At first, the results were negligible. My core barely responded, and even drawing a small trace of energy left me light-headed. But after a week and a half of continuous effort, my circulation began to adapt. The once-clogged pathways of my mana veins gradually loosened, allowing the energy to flow without resistance.

Now, every breath I took seemed to draw in a cleaner, denser flow of mana from the air itself.

The familiar chime of the system echoed as I completed my morning session.

[Mana Capacity: +15]

[Mana Circulation Efficiency: +24.7%]

[Mana Improved — Current Capacity: 50]

I stared at the message box for a few seconds, letting the numbers sink in.

Then I blinked. Once. Twice.

And then I couldn't hold it anymore.

"Fifty! Finally—fifty!" I shouted, jumping to my feet and throwing my arms in the air.

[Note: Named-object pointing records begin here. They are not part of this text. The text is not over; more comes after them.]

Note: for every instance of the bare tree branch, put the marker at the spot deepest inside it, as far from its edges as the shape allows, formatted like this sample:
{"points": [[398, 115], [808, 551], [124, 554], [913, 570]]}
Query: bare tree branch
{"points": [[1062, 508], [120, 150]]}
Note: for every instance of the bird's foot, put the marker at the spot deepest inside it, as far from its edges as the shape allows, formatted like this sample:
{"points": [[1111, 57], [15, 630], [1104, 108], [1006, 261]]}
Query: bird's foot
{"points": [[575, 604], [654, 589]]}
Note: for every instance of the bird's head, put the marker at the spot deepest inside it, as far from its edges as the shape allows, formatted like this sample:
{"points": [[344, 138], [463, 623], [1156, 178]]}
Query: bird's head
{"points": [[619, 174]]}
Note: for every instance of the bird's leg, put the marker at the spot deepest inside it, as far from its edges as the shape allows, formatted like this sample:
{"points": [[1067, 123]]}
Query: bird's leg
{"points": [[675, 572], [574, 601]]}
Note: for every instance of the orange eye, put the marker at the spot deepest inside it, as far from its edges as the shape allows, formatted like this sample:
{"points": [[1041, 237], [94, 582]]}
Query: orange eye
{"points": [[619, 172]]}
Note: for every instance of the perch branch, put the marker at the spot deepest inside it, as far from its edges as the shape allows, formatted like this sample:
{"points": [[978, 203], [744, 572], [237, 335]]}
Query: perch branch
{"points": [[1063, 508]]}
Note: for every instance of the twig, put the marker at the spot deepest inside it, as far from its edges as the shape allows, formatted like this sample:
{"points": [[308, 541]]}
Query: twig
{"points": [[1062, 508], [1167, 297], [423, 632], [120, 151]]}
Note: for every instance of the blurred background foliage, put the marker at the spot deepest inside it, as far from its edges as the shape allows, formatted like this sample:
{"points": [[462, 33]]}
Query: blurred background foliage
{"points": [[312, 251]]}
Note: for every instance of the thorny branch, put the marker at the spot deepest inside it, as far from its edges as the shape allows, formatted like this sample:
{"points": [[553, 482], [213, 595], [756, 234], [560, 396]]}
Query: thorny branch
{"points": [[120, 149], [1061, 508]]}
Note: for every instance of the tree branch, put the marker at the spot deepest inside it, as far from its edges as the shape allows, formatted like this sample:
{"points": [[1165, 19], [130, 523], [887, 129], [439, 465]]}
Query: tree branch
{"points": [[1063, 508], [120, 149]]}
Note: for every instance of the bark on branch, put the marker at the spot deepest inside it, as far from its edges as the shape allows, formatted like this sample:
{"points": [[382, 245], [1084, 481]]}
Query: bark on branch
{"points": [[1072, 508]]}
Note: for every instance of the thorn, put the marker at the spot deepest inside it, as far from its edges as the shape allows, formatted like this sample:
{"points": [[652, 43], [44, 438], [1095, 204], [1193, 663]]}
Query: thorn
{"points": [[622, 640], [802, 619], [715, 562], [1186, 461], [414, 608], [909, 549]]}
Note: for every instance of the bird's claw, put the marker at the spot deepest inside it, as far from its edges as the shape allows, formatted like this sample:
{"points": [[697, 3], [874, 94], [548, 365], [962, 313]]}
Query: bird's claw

The nearby birds scattered into the sky from the sudden noise, but I didn't care. For the first time in this life, I felt genuinely proud of this fragile body.

"I actually did it," I muttered, grinning ear to ear. "My mana finally hit the fifty mark."

To an ordinary noble child, that number might seem laughably small. But to me—a reincarnator who had started from absolute zero in a body that could barely hold a fragment of energy—it was monumental.

I clenched my fists, feeling the subtle hum of mana under my skin. It wasn't just about the amount anymore. I could feel the difference in its quality.

"The mana within me isn't shallow or diluted anymore," I said quietly, half to myself, half to the wind. "It's alive—drawn from the natural flow of the atmosphere, not just the limited reserves of this child's body."

That distinction was crucial. Ordinary mana users relied almost entirely on internal reserves, recycling the same energy through their bodies. But what I cultivated was different — mana that responded to nature itself. Raw, unrefined, but vibrant.

I raised my palm, letting a faint layer of blue light gather across my hand. It flickered once, unstable, but it was enough to make me exhale in satisfaction.

"So this is what refined mana feels like again," I murmured. "Dense, obedient, responsive."

The faint glow dissipated into the air as I relaxed my hand.

"I still can't use my old methods or advanced compression sequences," I muttered, rubbing the back of my neck. "But with a stable fifty capacity and improved efficiency, I can finally start experimenting again."

Adrian Arclayne, once known as a master across countless disciplines, now stood barefoot on the grass, grinning like a child who had just discovered fire.

For the first time in this reincarnation, he felt the quiet thrill of genuine progress.